The University of North Carolina, whose basketball team is a perennial contender in the NCAA tournament, has just come out the other end of a long investigation relatively unscathed. The Athletic Association was investigating whether the highly rated educational institution had created low-impact, easy classes with the specific aim of helping players retain their eligibility. In the NCAA system, if student athletes fail to maintain certain grade levels or obtain a certain number of course credits, they are ineligible for play.
UNC was under investigation for five Level I charges from the NCAA stemming from the use of "paper courses" — independent-study classes that sometimes didn't require attendance and allowed great latitude for cheating — African and Afro-American Studies department from 2002 and 2011. Attended by athletes disproportionally, some of these courses were mislabeled as lectures, some did not meet university standards for work and others collected accusations of teachers being specifically told to pass student athletes who would otherwise fail.
All in all, if the charges were true, it would mean that UNC had created a system that would have kept student athletes playing while almost necessarily preventing them from actually learning.

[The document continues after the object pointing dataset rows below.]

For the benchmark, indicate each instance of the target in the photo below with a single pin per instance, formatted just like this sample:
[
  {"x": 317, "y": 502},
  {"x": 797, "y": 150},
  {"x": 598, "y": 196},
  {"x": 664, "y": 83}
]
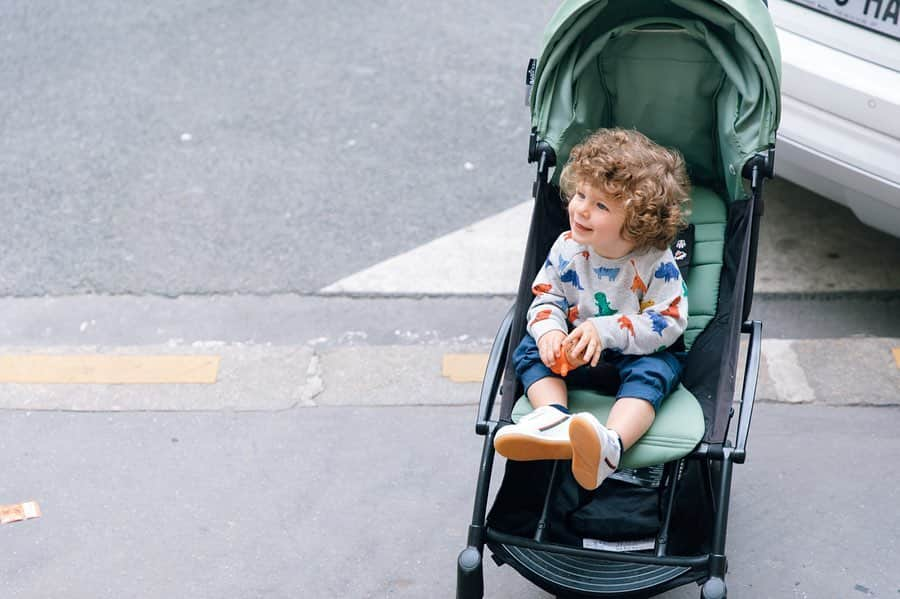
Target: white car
[{"x": 840, "y": 124}]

Whether true or not, the NCAA found little fault with UNC saying in a statement that its investigatory panel had "concluded that while student-athletes and athletics programs may have benefitted from utilizing the courses, the general student body also benefitted."
The statement added "Based on both the information available in the record and North Carolina’s support of the courses that were offered as not violating its policies, the panel could not conclude that the university failed to monitor or lacked control over its athletics program."

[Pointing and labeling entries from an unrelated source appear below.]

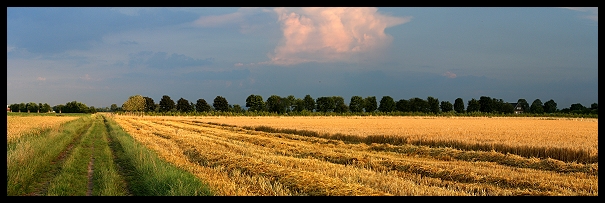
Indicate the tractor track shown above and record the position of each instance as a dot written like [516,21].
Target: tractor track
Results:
[56,165]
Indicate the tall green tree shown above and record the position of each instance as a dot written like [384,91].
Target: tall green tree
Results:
[402,105]
[523,104]
[113,107]
[134,103]
[356,104]
[325,104]
[202,106]
[255,103]
[419,105]
[22,107]
[220,104]
[339,105]
[370,104]
[309,103]
[473,105]
[433,104]
[75,107]
[497,105]
[446,106]
[485,104]
[276,104]
[237,108]
[459,105]
[291,103]
[550,106]
[387,104]
[183,105]
[59,108]
[300,105]
[45,108]
[166,104]
[32,107]
[536,106]
[507,108]
[149,104]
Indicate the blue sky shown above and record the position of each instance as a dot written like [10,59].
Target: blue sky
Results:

Overall, the only two violations stemmed from failures to cooperate with the investigation by two people in the department, a professor and an administrator, both of whom are no longer with the university.
While the NCAA found UNC without fault in its ruling and the university has already changed academic policies to shore up the perceived inadequacies here, it's important to remember that the panel did not judge the administration free of corruption. Rather, it found it had not lost "control." If a serious conspiracy were in effect, it certainly would have maintained its grip on all departments.

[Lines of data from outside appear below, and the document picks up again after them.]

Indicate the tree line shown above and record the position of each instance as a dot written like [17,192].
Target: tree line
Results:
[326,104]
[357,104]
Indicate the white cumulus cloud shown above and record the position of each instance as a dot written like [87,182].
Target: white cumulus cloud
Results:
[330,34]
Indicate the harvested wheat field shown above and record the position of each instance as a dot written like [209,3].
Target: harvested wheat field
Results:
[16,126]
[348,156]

The simple takeaway here is that years of investigation — this is far from the first probe into UNC's behavior with student athletes — found that, yeah, maybe student athletes were being undereducated, but it was a lack of education all students at UNC perhaps benefited from, one that violates no rules the NCAA can think of. In essence, something that many witnessed and many experienced will go unpunished.
And yet, over in another corner of the NCAA, one top-tier student athlete is finding himself in hot water for attempting to get a better education.
N.C. State freshman Braxton Beverly was granted release from his commitment to Ohio State's Buckeyes over the summer, after the abrupt departure of of coach Thad Matta. However, Beverly is barred from participating in the 2017-2018 season for no less than suspicious reasoning.
Over the summer, Beverly took two courses while enrolled at Ohio State, and according to the NCAA, this makes him a "transferring freshman rather than a prospect asking out of a letter of intent." Blindsided by the decision, Beverly is "devastated," as one would expect.
This is the second time the NCAA and its transfer regulations have effectively screwed over the Wolfpack team — in 2015, the NCAA said Terry Henderson had played a full year after he sprained his ankle five minutes into the first game and denied him an extra year of eligibility.
More than that, though, it's a moment where the association, ostensibly tasked to ensure that student athletes both learn and play, is punishing a student for learning, for going to class, for doing what students are supposed to do. Beverly wasn't taking bribes or free Nikes here, just boning up on "Rural Sociology and Life Span Human Development" as his course was called.
Given the NCAA's leniency with UNC and its intolerance of someone studying outside of its strict student proscriptions, it raises questions into just where the association's allegiance lays. Actually, no, it answers them.